We were fortunate enough to having some top-notch talent in the show, and I must admit to being worried about losing their natural voice quality once everyone was miked up. I rigged up a downstage wedge monitor, but after the dress rehearsal all the principals agreed that they didn't need it, other than for a piano cue feed, as they were perfectly happy with what they could hear on stage acoustically and what they could hear coming back from the front of house. From my conductor's desk in the pit, I could hear the HD12As quite clearly, even though I must have been on the extreme edge of their rated horizontal coverage. What was particularly pleasing was the natural sound of the vocals, which came across very clearly to all parts of the coverage area, and would, in my view, properly justify the use of the word 'transparent' to describe the results.
I'd expected the HD12As to do a good job on the vocals, but I didn't know how they would cope with the sound effects. In this stage version of The Sound Of Music, a huge thunderstorm builds around the lead-up to that old family favourite, 'The Lonely Goatherd', and involves the children running on after various bouts of thunder and lightning because they're scared of the noise, which therefore must sound properly convincing. I'm pleased to say that our thunderstorm effects sounded, and felt, extremely realistic played through the HD12As alone, and their low-end capability meant that we crossed subwoofers off the technical list as soon as we'd heard the thunder effects.
Throughout the run, the balance was just right and we received more than a few unsolicited compliments about how easy it was for the audience to hear all the words over a 15-strong orchestra. Even sound engineer Kev, who had been understandably reluctant to substitute something else for his usual speakers, was impressed enough to check out the price of the HD12As... I'm pretty sure I could have sold him the review pair by the end of the Sunday matinée!

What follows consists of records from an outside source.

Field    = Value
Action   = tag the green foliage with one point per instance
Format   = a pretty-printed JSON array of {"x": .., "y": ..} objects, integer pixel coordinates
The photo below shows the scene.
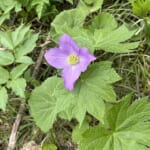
[
  {"x": 5, "y": 8},
  {"x": 70, "y": 1},
  {"x": 115, "y": 40},
  {"x": 18, "y": 71},
  {"x": 6, "y": 58},
  {"x": 102, "y": 34},
  {"x": 47, "y": 101},
  {"x": 3, "y": 98},
  {"x": 40, "y": 6},
  {"x": 4, "y": 75},
  {"x": 104, "y": 21},
  {"x": 126, "y": 127},
  {"x": 16, "y": 44},
  {"x": 95, "y": 81},
  {"x": 18, "y": 86},
  {"x": 90, "y": 5},
  {"x": 141, "y": 8},
  {"x": 51, "y": 98}
]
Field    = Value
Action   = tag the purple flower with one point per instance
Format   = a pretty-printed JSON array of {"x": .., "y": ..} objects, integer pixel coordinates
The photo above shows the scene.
[{"x": 69, "y": 57}]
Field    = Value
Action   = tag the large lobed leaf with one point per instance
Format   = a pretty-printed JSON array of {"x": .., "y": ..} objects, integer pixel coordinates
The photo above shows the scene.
[
  {"x": 52, "y": 99},
  {"x": 102, "y": 34},
  {"x": 47, "y": 101},
  {"x": 127, "y": 127},
  {"x": 19, "y": 43}
]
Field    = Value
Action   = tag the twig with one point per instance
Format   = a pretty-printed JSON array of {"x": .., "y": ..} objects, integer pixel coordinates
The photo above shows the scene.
[
  {"x": 13, "y": 136},
  {"x": 40, "y": 58}
]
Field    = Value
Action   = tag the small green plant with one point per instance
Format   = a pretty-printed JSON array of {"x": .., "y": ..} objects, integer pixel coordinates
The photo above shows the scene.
[{"x": 14, "y": 60}]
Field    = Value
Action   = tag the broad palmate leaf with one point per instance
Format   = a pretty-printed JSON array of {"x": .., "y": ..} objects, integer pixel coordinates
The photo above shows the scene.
[
  {"x": 140, "y": 8},
  {"x": 91, "y": 91},
  {"x": 127, "y": 127},
  {"x": 47, "y": 101}
]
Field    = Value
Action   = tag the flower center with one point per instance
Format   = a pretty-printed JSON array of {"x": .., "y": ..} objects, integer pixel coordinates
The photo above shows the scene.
[{"x": 73, "y": 59}]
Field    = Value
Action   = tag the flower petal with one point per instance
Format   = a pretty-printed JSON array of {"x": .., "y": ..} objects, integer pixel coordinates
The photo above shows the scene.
[
  {"x": 56, "y": 58},
  {"x": 85, "y": 58},
  {"x": 67, "y": 44},
  {"x": 70, "y": 74}
]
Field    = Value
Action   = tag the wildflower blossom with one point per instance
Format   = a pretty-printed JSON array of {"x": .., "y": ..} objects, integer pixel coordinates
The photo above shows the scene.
[{"x": 70, "y": 58}]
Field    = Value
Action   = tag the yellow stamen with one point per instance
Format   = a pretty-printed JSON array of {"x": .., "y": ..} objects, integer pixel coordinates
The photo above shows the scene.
[{"x": 73, "y": 59}]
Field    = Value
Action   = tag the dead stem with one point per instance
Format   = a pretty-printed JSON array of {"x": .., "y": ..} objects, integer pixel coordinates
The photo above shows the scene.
[
  {"x": 13, "y": 136},
  {"x": 40, "y": 58}
]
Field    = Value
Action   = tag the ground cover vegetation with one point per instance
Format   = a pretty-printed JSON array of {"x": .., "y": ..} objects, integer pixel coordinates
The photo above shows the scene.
[{"x": 75, "y": 74}]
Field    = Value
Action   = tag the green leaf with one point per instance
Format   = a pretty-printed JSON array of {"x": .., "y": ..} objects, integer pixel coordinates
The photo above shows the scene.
[
  {"x": 6, "y": 39},
  {"x": 49, "y": 147},
  {"x": 115, "y": 40},
  {"x": 47, "y": 101},
  {"x": 70, "y": 1},
  {"x": 25, "y": 60},
  {"x": 6, "y": 58},
  {"x": 68, "y": 19},
  {"x": 96, "y": 81},
  {"x": 128, "y": 128},
  {"x": 26, "y": 47},
  {"x": 18, "y": 71},
  {"x": 20, "y": 34},
  {"x": 78, "y": 131},
  {"x": 4, "y": 75},
  {"x": 21, "y": 41},
  {"x": 90, "y": 5},
  {"x": 140, "y": 8},
  {"x": 40, "y": 6},
  {"x": 3, "y": 98},
  {"x": 18, "y": 86}
]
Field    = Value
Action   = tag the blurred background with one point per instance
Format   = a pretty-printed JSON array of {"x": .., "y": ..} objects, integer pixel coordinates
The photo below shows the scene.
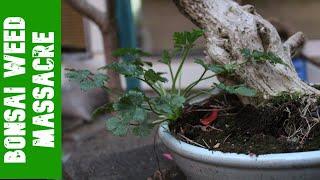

The HD12As proved to be very practical, convenient and capable of very good performance. They are small enough to be unobtrusive where necessary, but have serious amounts of power available to cater for a wide range of small to medium applications — and they do it all very cleanly. They are well built and offer a lightweight, flexible solution to portable live-sound requirements. This is a crowded part of the live-sound marketplace, but these neat little RCFs would be well worth checking out.
There are many similarly specified models available, including the JBL PRX612M, Mackie's SRM450 and HD1221 models, the Yamaha DXR12, dB Technologies' Flexsys F12, the QSC K12, and Peavey's Impulse 12D.